Tag Archives: Victor Davis Hanson

Six months

Some soldiers say they can turn it around in Iraq in eighteen months. Military historian Victor Davis Hanson bets they have six.

"The war will be won or lost, like it or not, fairly or unjustly, in the next six months in Baghdad. Either Gen. Petraeus quells the violence to a level that even the media cannot exaggerate, or the enterprise fails, and we withdraw. For all the acrimony and hysteria at home, that in the end is what we face—the verdict of all wars that ultimately are decided by the soldiers, and then either supported or opposed by the majority at home with no views or ideology other than its desire to conform to the narrative from the front: support our winners, oppose our losers. In the end, that is what this entire hysterical four years are about."

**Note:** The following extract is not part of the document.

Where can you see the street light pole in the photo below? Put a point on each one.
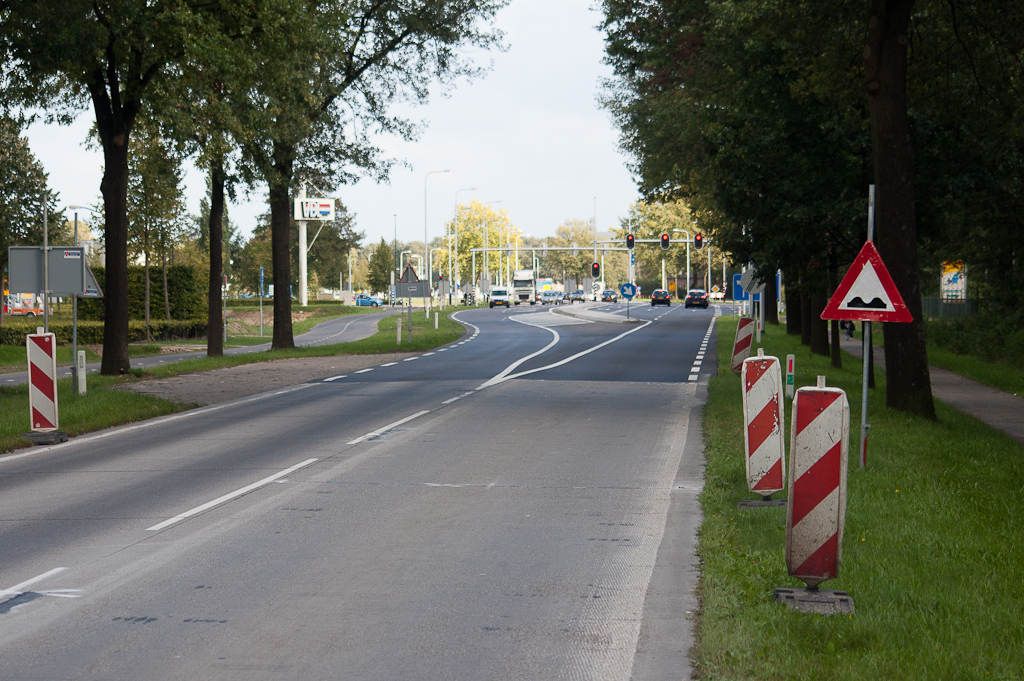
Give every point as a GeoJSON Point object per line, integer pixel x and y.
{"type": "Point", "coordinates": [454, 266]}
{"type": "Point", "coordinates": [426, 243]}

I hope he’s wrong. If he’s right, there will be hell to pay. 

Finally, our Grant?

Victor Davis Hanson making predictions on the campaign in Iraq:

"If Gen. Petraeus fails he will be unfairly forgotten, but if he succeeds, and I think he will, he will be fairly canonized."

Waiting for a Sherman or a Grant

Historian Victor Davis Hanson returns from Iraq dreaming of the emergence of an American general capable of more than midnight assignations with the MSM for anonymous complaints:

"The traveler to Iraq is struck not by dearth, but opulence—everything imaginable from new SUVs to Eskimo Pies. Internet Service there was far faster than from my home in rural Fresno County…Somewhere in the US military right now is a Grant, Sherman, Patton, Ridgeway, or Abrams…Now is the time to let them come forward—as they have always arisen from obscurity in past American wars when their nation’s hour of need has come."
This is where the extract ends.